On Tue, Jan 19, 2016 at 3:14 PM, James Page <[email protected]> wrote: > > I think this is a dangerous behaviour to introduce to Juju; a hook error > should be a signal to an end user that something really bad happened, and > that they need to dig in further (preferably with points from status > messages); if the function that a hook is performing is re-tryable, that > needs to be handled in charm and not by Juju IMHO. >
There are a few problems with this. 0) The function that a hook is performing *must* be retryable anyway. Hooks need to be idempotent; we guarantee at-least-once execution, not at-most-once. 1) As a user, what a hook error means in practice is "retry the hook" (good thing all those hooks are idempotent...).

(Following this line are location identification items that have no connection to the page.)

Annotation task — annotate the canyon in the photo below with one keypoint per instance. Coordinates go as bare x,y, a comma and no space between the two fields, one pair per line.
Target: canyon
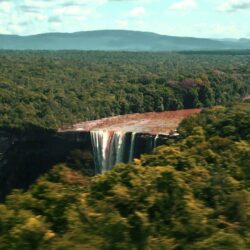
92,146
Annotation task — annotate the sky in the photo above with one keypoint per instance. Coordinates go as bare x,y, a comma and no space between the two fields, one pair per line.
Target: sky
196,18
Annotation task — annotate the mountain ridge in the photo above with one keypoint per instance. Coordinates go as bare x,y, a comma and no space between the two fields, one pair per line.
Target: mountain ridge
116,40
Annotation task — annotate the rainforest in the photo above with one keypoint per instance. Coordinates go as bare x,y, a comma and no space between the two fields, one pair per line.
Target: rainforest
186,187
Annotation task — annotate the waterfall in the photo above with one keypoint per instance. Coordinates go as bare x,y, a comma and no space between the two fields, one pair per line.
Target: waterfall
112,147
108,149
132,145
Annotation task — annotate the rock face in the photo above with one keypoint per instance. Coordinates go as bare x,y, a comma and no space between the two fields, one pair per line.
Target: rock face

Most users aren't in a position to debug their charm if it goes wrong, so their only actual interaction is basically a thoughtless pavlovian response, the absence of which can leave an environment needlessly hosed until a human notices it. May as well automate it for better UX *and* happier outcomes. 2) In any given hook, the ratio of known errors to possible errors is approximately 0:1 [0]. Those infinitesimally few known errors should indeed set statuses before failing out (even if you have to look in status history to see them); but we have to be mindful of the vast majority of cases, where we have *no idea* what could have gone wrong. And in that case, the only functional response is to retry -- some unknown errors may be fatal, but to *assume* they are risks locking up the system on every transient blip. 3) Finally, now that you have the choice, I'd advise against in-hook retries: (i) the longer you sit in one hook retrying, the longer all colocated units are blocked [1]; and (ii) delegating the retries to the infrastructure lets you write much much cleaner code [2]. Are there any concerns that I've missed? Specifically I was testing some changes to the odl-controller charm; this > feature covered up a race in the charm hook code accessing the API of ODL, > which I failed to notice the first few times I deployed (not paying > attention due to multi-tasking), and then had me scratching my head as to > what was going on when I started to notice the hook failure. > You say "covered up a race", I say "automatically resolved the problem for you" :-). Cheers William [0] this applies to any code really, inside or outside juju, it's not specific to hooks at all. [1] and while it may not be *common* I'm pretty sure it'd be *possible* for a hook to deadlock like this; would prefer not to encourage that. [2] this is also widely applicable: adding retry logic *within* an idempotent operation is basically always worse than building independent operation-retrying infrastructure and reusing that where necessary.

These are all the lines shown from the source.